Women and Music Summary, 1920

Here’s a summary of doozy of a paper that was presented in 1920 in Britain. In it, women were accused of reversing the progress of an entire art form, stealing opportunities from men, and having minds only good for receiving ideas rather than producing them. So far I haven’t come across anything that suggests more than a few people of this era believed this nonsense, but the fact that this paper was even presented, and considered worthy of summary in The Musical Times as late as 1920, certainly says something.

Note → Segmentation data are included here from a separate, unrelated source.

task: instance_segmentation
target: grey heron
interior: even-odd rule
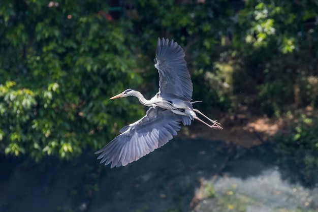
[[[173,40],[158,38],[154,67],[159,73],[159,92],[148,100],[140,92],[129,88],[110,99],[134,96],[150,108],[146,115],[122,128],[120,134],[95,153],[101,154],[98,158],[102,159],[100,163],[106,166],[111,163],[113,168],[136,161],[171,140],[181,123],[190,125],[195,119],[211,128],[222,129],[216,120],[193,108],[193,104],[198,102],[191,102],[193,88],[184,56],[182,48]]]

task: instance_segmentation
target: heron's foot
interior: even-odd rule
[[[203,113],[202,113],[202,112],[201,112],[200,110],[198,110],[197,109],[194,109],[193,110],[195,112],[196,112],[198,113],[199,113],[199,114],[201,114],[202,115],[203,115],[203,116],[204,116],[207,119],[208,119],[210,122],[211,122],[212,123],[212,125],[209,125],[208,123],[207,123],[203,121],[203,120],[202,120],[201,118],[200,118],[198,116],[194,117],[197,120],[198,120],[200,121],[202,123],[204,124],[205,125],[206,125],[208,127],[210,127],[211,128],[212,128],[212,129],[223,129],[223,128],[220,126],[221,124],[220,123],[219,123],[218,122],[217,122],[217,120],[214,120],[211,119],[211,118],[209,118],[208,116],[207,116],[206,115],[205,115]]]

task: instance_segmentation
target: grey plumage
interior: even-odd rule
[[[180,130],[181,115],[157,107],[151,107],[137,123],[124,127],[122,133],[96,154],[111,168],[137,161],[167,143]]]
[[[159,92],[150,100],[139,92],[127,89],[110,99],[136,97],[143,105],[150,108],[146,115],[135,123],[124,127],[121,133],[97,152],[98,158],[111,168],[125,166],[137,161],[167,143],[177,135],[180,124],[190,125],[196,119],[212,128],[220,129],[219,123],[209,119],[193,108],[190,102],[193,91],[190,74],[182,48],[168,39],[158,39],[154,59],[160,76]],[[197,116],[197,112],[211,122],[209,125]]]

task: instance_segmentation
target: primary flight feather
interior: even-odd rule
[[[96,153],[100,154],[98,159],[101,159],[101,163],[111,163],[113,168],[136,161],[171,140],[181,123],[190,125],[194,119],[210,128],[222,129],[217,121],[193,108],[196,102],[190,102],[193,87],[184,56],[182,48],[173,40],[158,38],[154,66],[159,73],[159,92],[148,100],[140,92],[129,88],[110,99],[134,96],[150,108],[146,115],[124,127],[120,135]],[[212,124],[204,122],[196,113]]]

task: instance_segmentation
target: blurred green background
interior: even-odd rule
[[[99,149],[145,113],[137,99],[108,99],[155,94],[164,37],[185,50],[199,109],[225,131],[268,117],[276,162],[292,157],[316,182],[317,25],[316,0],[2,0],[0,155]]]

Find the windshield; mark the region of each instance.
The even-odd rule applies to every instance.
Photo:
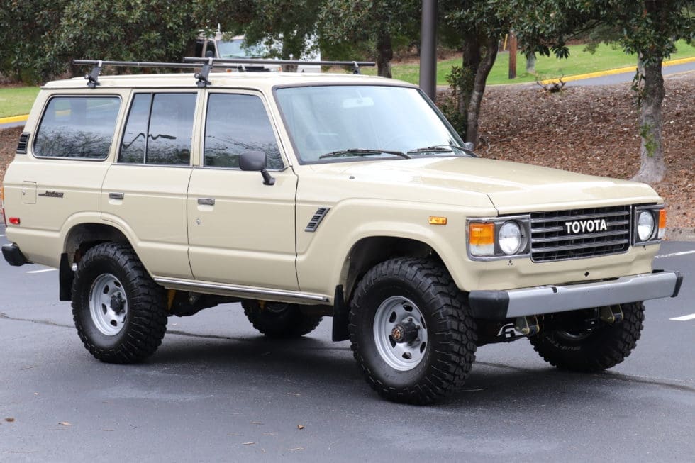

This is from 1 March 1920 The Musical Times.

***

Mr. James Swinburne’s paper, ‘Women and Music,’ read on January 13, proved to contain much matter for discussion. He took the line that the generally accepted idea that women were the musical sex was wrong, and that until it was given up England would remain an unmusical country. He did not desire to belittle their attainments, or to deny that there were able women musicians; but in discussing half mankind it was necessary to generalise. Brain power was coupled with large brain, and men had on the average larger brains than women, and their brains used more and richer blood. Intellect might be divided broadly into two kinds – Receptive and Productive. Everyone had both types of mind, but the proportions varied as well as the quantities of each. The receptive mind involved what was called a good memory; the productive mind not only possessed that, but its characteristic was that it compared facts or ideas and developed new ones. Women had nearly always the receptive mind only, while the productive was almost peculiar to men, though a very large proportion had receptive minds only. Women were behind in composition, and shone best as pure executants. They had done nothing in any mental branch of music. The cultivation of music by women not only did not help the art in its development, it kept it back actively. Women took no interest in the art as such; they were concerned solely with their own performances. They did not explore music for themselves; they only took up what they had heard before. They did not read the musical papers, still less did they read musical books, which was the reason why there was so little musical literature in this country, nothing compared with that in Germany, where men devoted attention to music. The assumption that women were musical had two main effects. It wasted the time of innumerable women, but the greater evil was that parents thought their daughters should be instructed in music and not their sons. Small boys were thus left, and one may hear men regretting in later life that they were never taught.

Following the paper was an animated discussion, the chairman (Dr. J.E. Borland), Dr. Yorke Trotter, and others warmly controverting the lecturer’s assertions.

***

Yes, one hopes they were warmly controverted, indeed.